La maîtrise de la langue est le principal obstacle sur le marché du travail belge

Le manque d'emplois appropriés, un diplôme étranger non reconnu ou un accès légal limité au marché du travail sont des obstacles rencontrés par les chômeurs et les inactifs nés à l'étranger.

La Libre Eco avec Belga
19 % des chômeurs et 11 % des inactifs nés à l'étranger indiquent qu'ils n'ont pas une connaissance suffisante d'une des langues officielles de la Belgique.
19 % des chômeurs et 11 % des inactifs nés à l'étranger indiquent qu'ils n'ont pas une connaissance suffisante d'une des langues officielles de la Belgique. ©BELGA

Les personnes nées à l'étranger et souhaitant être actives sur le marché du travail en Belgique déclarent que la connaissance insuffisante d'une des langues du pays est le principal obstacle à la recherche d'un emploi. C'est ce qu'a indiqué lundi Statbel, l'office statistique belge, sur la base d'une enquête menée auprès de plus de 29 000 personnes âgées de 15 à 74 ans.
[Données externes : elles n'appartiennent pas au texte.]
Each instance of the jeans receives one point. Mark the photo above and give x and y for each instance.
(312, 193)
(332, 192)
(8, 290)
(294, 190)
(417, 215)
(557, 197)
La barrière linguistique est particulièrement importante chez les chômeurs et les inactifs : 19 % des chômeurs et 11 % des inactifs nés à l'étranger indiquent qu'ils n'ont pas une connaissance suffisante d'une des langues officielles de la Belgique et qu'ils ont donc des difficultés à trouver un emploi. Le manque d'emplois appropriés, un diplôme étranger non reconnu et un accès légal limité au marché du travail jouent également un rôle pour les chômeurs et les inactifs nés à l'étranger.

Facteur de discrimination

Le nombre de personnes ayant peu ou pas de connaissances de la langue de la région linguistique où elles vivent est de loin le plus élevé en Région flamande : environ 33 %, contre 17 % en Région de Bruxelles-Capitale et 9 % en Région wallonne.

Parmi toutes les personnes âgées de 15 à 74 ans ayant un emploi, quel que soit leur pays de naissance, 97 % déclarent ne pas être victimes de discrimination dans leur emploi actuel. Ce chiffre est le plus élevé pour les personnes nées en Belgique et le plus faible pour celles nées dans un pays hors UE27. Dans ce dernier groupe, 6,5 % ont indiqué qu'ils avaient été victimes de discrimination dans leur emploi actuel.